Seine grünen Augen durchbohrten mich, doch ich versuchte, dies zu ignorieren.
»Die Wunde ist sehr tief und muss genäht werden,« erklärte ich ruhig, während die Pflegerin mir die Instrumente gab.

Plötzlich begann mein Pieper lautstark zu piepen. Die Pflegerin reichte ihn mir schnell, und ich las die Nachricht: REA RAUM 6. Sofort wurde mir klar, was das bedeutete. Regel Nr. 1: piept eine Rea, laufen alle.
»Entschuldigen Sie mich,« sagte ich hastig zu meinem Patienten, während ich aufsprang und Richtung Tür lief.

Mein Adrenalinspiegel stieg.
Im Raum 6 angekommen, herrschte hektische Aktivität. Das Team war bereits dabei, den Patienten zu reanimieren.
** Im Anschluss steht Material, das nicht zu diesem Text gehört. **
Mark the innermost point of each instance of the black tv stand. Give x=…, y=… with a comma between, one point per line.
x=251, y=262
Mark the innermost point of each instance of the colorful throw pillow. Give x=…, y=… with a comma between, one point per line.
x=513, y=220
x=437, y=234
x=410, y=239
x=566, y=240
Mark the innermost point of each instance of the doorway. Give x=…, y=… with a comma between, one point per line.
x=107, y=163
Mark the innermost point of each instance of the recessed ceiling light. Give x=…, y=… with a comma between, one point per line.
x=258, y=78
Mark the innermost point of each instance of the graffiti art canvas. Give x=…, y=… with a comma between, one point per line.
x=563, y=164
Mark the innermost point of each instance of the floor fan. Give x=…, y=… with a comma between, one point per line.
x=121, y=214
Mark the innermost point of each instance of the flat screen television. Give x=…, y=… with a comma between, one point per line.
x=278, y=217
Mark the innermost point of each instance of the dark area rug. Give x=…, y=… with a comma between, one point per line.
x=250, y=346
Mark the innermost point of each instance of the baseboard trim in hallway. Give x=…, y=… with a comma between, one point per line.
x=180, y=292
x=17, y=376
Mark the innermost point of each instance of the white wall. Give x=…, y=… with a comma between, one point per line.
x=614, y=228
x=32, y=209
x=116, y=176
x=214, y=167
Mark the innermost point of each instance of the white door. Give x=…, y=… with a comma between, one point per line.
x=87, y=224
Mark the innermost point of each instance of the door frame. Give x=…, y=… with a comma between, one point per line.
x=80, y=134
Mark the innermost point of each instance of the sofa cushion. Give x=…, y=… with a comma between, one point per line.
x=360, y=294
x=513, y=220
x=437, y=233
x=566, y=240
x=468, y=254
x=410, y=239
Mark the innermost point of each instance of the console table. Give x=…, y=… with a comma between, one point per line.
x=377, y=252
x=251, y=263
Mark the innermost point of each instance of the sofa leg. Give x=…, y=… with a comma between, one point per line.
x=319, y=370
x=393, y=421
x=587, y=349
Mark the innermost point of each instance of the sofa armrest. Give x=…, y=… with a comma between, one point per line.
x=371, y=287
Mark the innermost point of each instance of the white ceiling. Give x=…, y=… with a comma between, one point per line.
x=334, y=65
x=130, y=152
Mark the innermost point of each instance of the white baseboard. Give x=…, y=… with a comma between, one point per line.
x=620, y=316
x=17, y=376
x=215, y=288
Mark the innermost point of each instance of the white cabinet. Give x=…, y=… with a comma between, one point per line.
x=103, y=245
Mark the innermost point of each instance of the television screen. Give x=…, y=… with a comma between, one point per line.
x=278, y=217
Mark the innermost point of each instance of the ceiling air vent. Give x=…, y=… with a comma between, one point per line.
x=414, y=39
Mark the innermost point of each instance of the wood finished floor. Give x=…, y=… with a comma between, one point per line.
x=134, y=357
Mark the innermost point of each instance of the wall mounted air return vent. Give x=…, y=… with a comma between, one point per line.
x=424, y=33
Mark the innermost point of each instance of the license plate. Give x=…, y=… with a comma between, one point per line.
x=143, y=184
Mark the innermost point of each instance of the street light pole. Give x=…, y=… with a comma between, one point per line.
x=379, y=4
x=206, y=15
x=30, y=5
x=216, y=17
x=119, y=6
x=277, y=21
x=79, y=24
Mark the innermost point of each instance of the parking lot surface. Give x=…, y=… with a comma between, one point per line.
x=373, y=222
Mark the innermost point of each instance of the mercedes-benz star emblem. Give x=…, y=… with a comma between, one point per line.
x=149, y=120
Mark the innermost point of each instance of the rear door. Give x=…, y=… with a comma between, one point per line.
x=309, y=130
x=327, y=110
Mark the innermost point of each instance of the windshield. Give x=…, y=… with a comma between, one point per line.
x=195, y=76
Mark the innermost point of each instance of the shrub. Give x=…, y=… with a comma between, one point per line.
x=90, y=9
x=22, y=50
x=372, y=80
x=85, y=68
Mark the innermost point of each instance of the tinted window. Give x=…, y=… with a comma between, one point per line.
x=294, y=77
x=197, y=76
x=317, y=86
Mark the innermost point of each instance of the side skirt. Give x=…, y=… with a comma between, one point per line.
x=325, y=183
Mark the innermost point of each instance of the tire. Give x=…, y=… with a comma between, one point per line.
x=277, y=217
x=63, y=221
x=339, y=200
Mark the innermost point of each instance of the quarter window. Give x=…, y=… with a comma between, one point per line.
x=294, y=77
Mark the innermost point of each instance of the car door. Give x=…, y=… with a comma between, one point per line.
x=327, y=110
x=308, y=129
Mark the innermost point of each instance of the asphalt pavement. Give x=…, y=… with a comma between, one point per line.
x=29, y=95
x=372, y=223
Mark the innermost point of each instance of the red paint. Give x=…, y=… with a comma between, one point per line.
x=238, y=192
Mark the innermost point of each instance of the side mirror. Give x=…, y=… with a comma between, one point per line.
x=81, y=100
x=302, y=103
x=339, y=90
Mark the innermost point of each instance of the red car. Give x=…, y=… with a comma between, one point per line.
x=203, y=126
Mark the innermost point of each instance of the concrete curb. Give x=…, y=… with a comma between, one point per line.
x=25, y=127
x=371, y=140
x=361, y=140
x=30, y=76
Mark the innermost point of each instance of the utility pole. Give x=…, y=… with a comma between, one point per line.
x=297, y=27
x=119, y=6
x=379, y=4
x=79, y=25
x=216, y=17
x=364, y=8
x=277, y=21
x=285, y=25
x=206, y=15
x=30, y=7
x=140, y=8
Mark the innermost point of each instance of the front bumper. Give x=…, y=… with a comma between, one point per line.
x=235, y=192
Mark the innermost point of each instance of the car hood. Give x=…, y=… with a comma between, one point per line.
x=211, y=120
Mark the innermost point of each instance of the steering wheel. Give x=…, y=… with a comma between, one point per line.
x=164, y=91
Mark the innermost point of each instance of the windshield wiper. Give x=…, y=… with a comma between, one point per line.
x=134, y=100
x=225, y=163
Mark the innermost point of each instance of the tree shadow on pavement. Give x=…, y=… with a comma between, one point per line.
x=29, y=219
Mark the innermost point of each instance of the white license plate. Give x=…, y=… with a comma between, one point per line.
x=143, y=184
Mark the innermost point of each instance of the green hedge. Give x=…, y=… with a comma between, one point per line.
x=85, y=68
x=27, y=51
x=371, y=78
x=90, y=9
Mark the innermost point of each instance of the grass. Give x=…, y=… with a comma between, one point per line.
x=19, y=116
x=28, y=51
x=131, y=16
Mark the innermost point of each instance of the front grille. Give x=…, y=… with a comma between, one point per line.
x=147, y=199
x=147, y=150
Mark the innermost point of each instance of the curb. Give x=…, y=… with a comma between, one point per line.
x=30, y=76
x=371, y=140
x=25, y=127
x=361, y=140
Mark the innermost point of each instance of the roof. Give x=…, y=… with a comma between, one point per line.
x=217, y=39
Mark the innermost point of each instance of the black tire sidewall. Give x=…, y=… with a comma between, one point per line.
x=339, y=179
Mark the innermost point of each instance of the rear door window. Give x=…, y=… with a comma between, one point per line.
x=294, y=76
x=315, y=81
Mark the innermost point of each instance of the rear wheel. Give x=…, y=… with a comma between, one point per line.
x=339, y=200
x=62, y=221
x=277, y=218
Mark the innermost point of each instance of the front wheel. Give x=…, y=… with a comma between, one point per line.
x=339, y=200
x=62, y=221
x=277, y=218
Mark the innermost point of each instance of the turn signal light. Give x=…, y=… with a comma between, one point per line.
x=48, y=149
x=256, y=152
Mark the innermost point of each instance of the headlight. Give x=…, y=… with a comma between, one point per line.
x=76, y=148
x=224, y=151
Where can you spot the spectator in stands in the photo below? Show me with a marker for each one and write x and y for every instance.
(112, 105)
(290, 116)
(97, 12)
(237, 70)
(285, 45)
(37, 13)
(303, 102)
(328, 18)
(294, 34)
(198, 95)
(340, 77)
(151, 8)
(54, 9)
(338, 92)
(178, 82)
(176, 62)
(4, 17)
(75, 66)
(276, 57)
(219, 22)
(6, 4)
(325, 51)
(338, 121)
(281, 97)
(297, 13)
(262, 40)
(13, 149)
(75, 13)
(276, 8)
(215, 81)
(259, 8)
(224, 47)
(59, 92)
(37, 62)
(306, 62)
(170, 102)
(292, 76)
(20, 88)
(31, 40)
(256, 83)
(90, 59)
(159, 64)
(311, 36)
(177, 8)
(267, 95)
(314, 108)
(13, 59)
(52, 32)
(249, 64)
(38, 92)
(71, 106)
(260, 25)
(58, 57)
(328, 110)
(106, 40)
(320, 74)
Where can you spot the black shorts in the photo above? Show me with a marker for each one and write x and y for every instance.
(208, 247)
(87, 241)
Mein Herz raste, während ich mich darauf konzentrierte, alles zu tun, um das Leben des Patienten zu retten. Trotz aller Bemühungen blieb unser Einsatz leider erfolglos. Nach einigen Minuten verließ ich den Raum erschöpft und niedergeschlagen und ging zurück zu meinem ursprünglichen Patient.

Als ich mich dem Raum näherte, wurde mein Atem flacher und schneller. Die Spannung lag schwer in der Luft, und ich spürte die Nervosität in meinem Magen. Mit jedem Schritt wurde mein Herzschlag lauter, als würde es die Stille durchbrechen wollen. Als ich schließlich den Raum betrat, schien die Zeit stillzustehen. Das Murmeln der Gespräche verstummte, und alle Augen richteten sich auf mich, als ob ich das Zentrum ihrer Aufmerksamkeit wäre.
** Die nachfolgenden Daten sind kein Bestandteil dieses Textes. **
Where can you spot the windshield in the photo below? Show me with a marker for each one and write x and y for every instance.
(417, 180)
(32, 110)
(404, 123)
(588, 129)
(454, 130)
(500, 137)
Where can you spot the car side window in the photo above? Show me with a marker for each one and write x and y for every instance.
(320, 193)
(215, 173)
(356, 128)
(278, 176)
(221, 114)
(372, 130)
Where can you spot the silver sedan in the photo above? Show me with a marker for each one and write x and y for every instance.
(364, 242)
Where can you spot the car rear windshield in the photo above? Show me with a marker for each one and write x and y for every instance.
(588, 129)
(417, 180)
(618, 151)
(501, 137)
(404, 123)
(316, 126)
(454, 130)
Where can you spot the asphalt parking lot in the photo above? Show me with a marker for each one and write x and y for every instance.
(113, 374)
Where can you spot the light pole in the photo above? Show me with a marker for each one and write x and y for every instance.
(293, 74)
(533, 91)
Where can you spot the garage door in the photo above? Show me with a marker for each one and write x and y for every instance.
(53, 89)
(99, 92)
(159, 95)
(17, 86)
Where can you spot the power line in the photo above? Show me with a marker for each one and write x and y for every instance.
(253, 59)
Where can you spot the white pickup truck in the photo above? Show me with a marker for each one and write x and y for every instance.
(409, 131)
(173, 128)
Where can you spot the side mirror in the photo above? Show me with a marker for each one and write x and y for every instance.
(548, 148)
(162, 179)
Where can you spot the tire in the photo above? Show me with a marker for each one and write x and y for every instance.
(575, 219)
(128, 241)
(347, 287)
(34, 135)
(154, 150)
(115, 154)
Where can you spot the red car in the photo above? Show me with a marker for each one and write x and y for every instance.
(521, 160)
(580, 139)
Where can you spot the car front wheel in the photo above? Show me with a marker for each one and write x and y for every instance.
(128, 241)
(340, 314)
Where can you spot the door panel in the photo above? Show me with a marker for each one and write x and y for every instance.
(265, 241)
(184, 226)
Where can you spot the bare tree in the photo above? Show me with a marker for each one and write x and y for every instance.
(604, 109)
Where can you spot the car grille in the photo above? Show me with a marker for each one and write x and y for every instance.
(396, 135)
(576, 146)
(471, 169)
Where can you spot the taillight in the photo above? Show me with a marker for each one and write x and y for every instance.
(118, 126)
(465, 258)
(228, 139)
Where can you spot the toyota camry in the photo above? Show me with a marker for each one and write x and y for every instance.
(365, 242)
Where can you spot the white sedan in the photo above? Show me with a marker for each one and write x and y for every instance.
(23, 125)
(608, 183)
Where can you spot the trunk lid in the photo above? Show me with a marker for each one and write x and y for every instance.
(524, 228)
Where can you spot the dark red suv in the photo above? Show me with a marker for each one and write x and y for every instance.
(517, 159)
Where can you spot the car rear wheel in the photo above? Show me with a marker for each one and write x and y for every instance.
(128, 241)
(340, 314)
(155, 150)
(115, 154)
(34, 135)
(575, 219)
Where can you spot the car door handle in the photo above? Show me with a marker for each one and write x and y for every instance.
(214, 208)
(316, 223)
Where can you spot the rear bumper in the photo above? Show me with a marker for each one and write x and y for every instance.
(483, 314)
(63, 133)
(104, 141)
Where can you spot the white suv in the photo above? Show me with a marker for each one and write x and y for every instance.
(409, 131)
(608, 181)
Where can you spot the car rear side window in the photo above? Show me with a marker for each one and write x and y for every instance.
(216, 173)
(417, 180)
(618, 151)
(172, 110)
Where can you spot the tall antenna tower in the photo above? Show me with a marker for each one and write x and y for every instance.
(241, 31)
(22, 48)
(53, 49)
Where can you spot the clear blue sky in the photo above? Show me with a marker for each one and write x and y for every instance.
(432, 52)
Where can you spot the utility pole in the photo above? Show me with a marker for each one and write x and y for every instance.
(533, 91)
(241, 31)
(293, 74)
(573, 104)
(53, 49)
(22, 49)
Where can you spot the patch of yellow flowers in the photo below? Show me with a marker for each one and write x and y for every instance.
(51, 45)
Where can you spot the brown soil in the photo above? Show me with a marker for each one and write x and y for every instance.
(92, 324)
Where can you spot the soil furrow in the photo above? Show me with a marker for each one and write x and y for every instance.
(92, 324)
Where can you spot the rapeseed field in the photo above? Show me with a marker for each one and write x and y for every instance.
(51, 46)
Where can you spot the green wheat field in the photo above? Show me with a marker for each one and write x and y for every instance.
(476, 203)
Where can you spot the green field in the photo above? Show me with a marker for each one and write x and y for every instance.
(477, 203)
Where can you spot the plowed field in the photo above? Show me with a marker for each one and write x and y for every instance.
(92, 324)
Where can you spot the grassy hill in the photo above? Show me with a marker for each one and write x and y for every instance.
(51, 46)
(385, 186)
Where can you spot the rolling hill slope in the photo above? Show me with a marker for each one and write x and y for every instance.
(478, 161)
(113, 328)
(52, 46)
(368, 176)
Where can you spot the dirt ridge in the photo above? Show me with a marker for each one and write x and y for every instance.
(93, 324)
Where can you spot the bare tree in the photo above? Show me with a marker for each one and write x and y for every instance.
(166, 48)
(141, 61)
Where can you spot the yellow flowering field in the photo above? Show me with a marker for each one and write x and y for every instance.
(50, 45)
Ein Blick zu meinem Patienten, der mich mit seinen Augen durchdrang, ließ mein Herz schneller schlagen. Ich versuchte professionell zu wirken, aber ich konnte die Intensität seines Blickes nicht ignorieren. Unsere Augen trafen sich, und für einen Moment schien alles um uns herum zu verblassen. Ich konnte mich kaum von seinem Blick lösen.
Die Pflegerin unterbrach meine tranceartige Versunkenheit mit ihrer Frage nach einer erneuten Reinigung. Langsam kehrte ich in die Realität zurück und antwortete mit einem knappen Ja, bevor ich mich wieder auf die Wunde konzentrierte.
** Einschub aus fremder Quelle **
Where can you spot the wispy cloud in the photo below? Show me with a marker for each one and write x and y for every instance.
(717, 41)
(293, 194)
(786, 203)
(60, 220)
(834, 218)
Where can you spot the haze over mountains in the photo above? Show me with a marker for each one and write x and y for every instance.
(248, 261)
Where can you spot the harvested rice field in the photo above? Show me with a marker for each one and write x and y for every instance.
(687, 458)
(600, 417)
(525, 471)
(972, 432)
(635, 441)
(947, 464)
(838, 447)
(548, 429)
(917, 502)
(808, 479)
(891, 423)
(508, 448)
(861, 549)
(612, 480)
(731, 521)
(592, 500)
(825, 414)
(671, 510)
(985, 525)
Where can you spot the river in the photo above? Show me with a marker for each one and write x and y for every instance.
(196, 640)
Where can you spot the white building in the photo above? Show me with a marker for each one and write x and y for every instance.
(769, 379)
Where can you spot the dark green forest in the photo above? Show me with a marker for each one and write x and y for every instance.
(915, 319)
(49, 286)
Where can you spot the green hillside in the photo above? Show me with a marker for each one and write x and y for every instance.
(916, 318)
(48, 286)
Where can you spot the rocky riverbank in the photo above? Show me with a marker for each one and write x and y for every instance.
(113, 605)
Als ich die Arbeit beendete, spürte ich immer noch den intensiven Blick meines Patienten auf mir ruhen. Um seinen Blick auszuweisen sah ich runter auf seinen Ausweis "Liam A". So hieß der Unbekannte also.

Liam.

Mit einem raschen Abschied verließ ich den Raum, doch mein Herz raste noch immer. Und als ich Davis in den Raum eilen sah, wusste ich, dass ich eine kurze Flucht vor der Realität gefunden hatte. Als ich mich in der Umkleidekabine versteckte, konnte ich nicht aufhören, über den intensiven Moment mit ihm nachzudenken. Die grünen Augen verfolgen mich.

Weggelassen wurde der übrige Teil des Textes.